Commence dès lors une nécessaire phase d’apprentissage : « sans maîtrise technique, on reste prisonnier de ses limites, dans l’incapacité d’exprimer véritablement ce que l’on voudrait dire ». Plâtre, argile, patine, bronze… Robert Lerivrain s’initie à ces multiples techniques, et rencontre des artistes tels que César, Louis Derbré ou le grand sculpteur Etienne-Martin. Ce dernier lui donne un conseil dont il fera sa ligne de conduite : « pour travailler, il te faut un lieu et du temps ».
Un lieu…
Au début des années 1980, ce natif de Vaucé, petit village aux confins de l’Orne et de la Mayenne, revient au bercail, et s’installe à Laval avec l’objectif de trouver un atelier. Il déniche dans le quartier du Pavement deux « petites maisons de tisserand », qu’il raboute ensemble. Au fil du temps, l’artiste aménage et agrandit le lieu. D’une hauteur sous plafond d’environ 7-8 m, l’atelier principal s’étend aujourd’hui sur une centaine de m2, éclairés par une grande verrière qui, en cette après-midi d’octobre, inonde la pièce d’une belle lumière dorée. Sous les combles, se niche un autre atelier, plus réduit, plus facile à chauffer l’hiver, et dédié au travail de gravure, de dessin et du bois. À l’entrée, les visiteurs sont accueillis dans une petite salle d’expo, où sont présentées quelques œuvres. Mais l’artiste confesse sans détour que les visites sont rares, avouant son besoin d’avoir un « lieu à lui », une bulle intime que ne vient pas perturber la rumeur du monde extérieur.

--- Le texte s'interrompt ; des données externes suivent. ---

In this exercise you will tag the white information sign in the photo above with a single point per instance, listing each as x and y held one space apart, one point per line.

L’on pourrait passer des heures à explorer les recoins du lieu, où des centaines d’œuvres ont colonisé étagères, meubles, tables… Pas fières, elles y voisinent avec des objets en tous genre : bouilloires, pots, vieux jouets, livres, affiches… dans un savant désordre où chaque chose semble avoir sa place et sa raison d’être. L’endroit, sorte de bric-brac qui tient autant de l’atelier que du musée ou de la brocante, est peut-être un écho lointain du « lieu magique » qu’était l’atelier de son père, un artisan qui travaillait le fer et le bois. À moins qu’il ne soit une réminiscence de cette brocante où, enfant, il découvrait des œuvres qui furent comme autant de portes vers un ailleurs qu’il ne soupçonnait pas.
… et du temps
C’est aussi au début de la décennie 80 que Robert Lerivrain participe activement à la création de l’atelier public de sculpture de Laval. Un lieu atypique où les artistes amateurs peuvent disposer d’un atelier dédié et, s’ils le souhaitent, de l’accompagnement d’un artiste professionnel. Le sculpteur y jouera ce rôle d’accompagnateur pendant près de 20 ans, de 1993 à 2012. Sans jamais imposer sa vision artistique, il tâche d’aider chacun à dépasser ce qui relève du mimétisme ou du superficiel, pour devenir l’artiste qu’il est vraiment. Cet emploi salarié conjugué à son activité d’artiste, en plein développement, lui permet de quitter son « métier alimentaire » de dessinateur de plans pour le bâtiment. Il dispose enfin du temps nécessaire à sa recherche artistique.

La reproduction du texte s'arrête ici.